Synchron has responded positively to the Government’s Life Insurance Framework (the Framework) handed down today, saying it removes uncertainty from the industry.

“The Assistant Treasurer has acted decisively,” said Synchron Director, Don Trapnell. “We are also pleased that he acted in consultation with interested parties and actively sought input from licensees, advisers, industry associations, consumer groups, life insurance companies and the like so that the outcome is something we can all move forward with.”

Mr Trapnell said the Framework is nowhere near as bad as it could have been for advisers or for consumers.  “In fact we believe it is a very balanced approach,” he said. “We have a long lead time. There is six months before any change whatsoever is required, a further 18 months before the next change and then another 12 months after that before the final change.”
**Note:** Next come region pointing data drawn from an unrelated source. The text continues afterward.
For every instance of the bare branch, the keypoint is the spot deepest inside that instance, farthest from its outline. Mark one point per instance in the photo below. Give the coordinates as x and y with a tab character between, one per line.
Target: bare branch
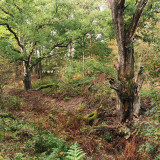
136	18
6	12
139	80
14	33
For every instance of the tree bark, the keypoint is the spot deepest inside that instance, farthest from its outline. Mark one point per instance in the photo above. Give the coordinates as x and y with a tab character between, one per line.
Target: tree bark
128	88
27	76
39	70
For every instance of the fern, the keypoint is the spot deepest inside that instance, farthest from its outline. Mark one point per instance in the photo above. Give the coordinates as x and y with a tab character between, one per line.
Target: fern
75	153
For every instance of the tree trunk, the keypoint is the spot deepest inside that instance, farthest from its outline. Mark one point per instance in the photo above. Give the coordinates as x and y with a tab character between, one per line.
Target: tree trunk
128	88
91	46
39	70
27	76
He said this will allow advisers to adjust their business models and build a bank of hybrid-style renewal commissions to help offset the lowering of new business commissions. “We believe the strong lobbying of the Association of Financial Advisers (AFA) on behalf of advisers helped ensure that more radical elements of the Trowbridge recommendations did not see the light of day and helped common sense prevail.”
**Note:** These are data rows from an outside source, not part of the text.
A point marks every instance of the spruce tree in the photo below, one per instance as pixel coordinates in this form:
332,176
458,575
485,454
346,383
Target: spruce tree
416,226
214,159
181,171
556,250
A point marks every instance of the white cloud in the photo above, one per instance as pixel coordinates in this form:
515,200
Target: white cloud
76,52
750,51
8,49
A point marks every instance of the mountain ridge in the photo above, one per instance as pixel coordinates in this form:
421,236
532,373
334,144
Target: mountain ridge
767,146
However, Mr Trapnell also said the measures announced today do not address all of the ills of the industry. “The elephant in the room is the love affair both advisers and insurers have with yearly renewable premium rates. As long as these exist, there will be movement of clients between life insurance companies for short-term gain.”

Mr Trapnell said a recent study tour of the UK, which he undertook with Synchron independent chair, Michael Harrison, helped to identify other remuneration models and product shapes that do not rely on yearly renewable structures.

“The biggest problem with yearly renewable structures is affordability for the consumer and sustainability for life insurance companies,” he said. “We believe we will help solve this problem with the new product design and shape we have put out to tender.”

Mr Trapnell said a new product shape will help address sustainability issues, perceived issues of churn, affordability and remuneration structures. “We believe it will help ensure advisers are adequately remunerated for the efforts involved in placing business on the books and should also encourage new advisers to join the industry.”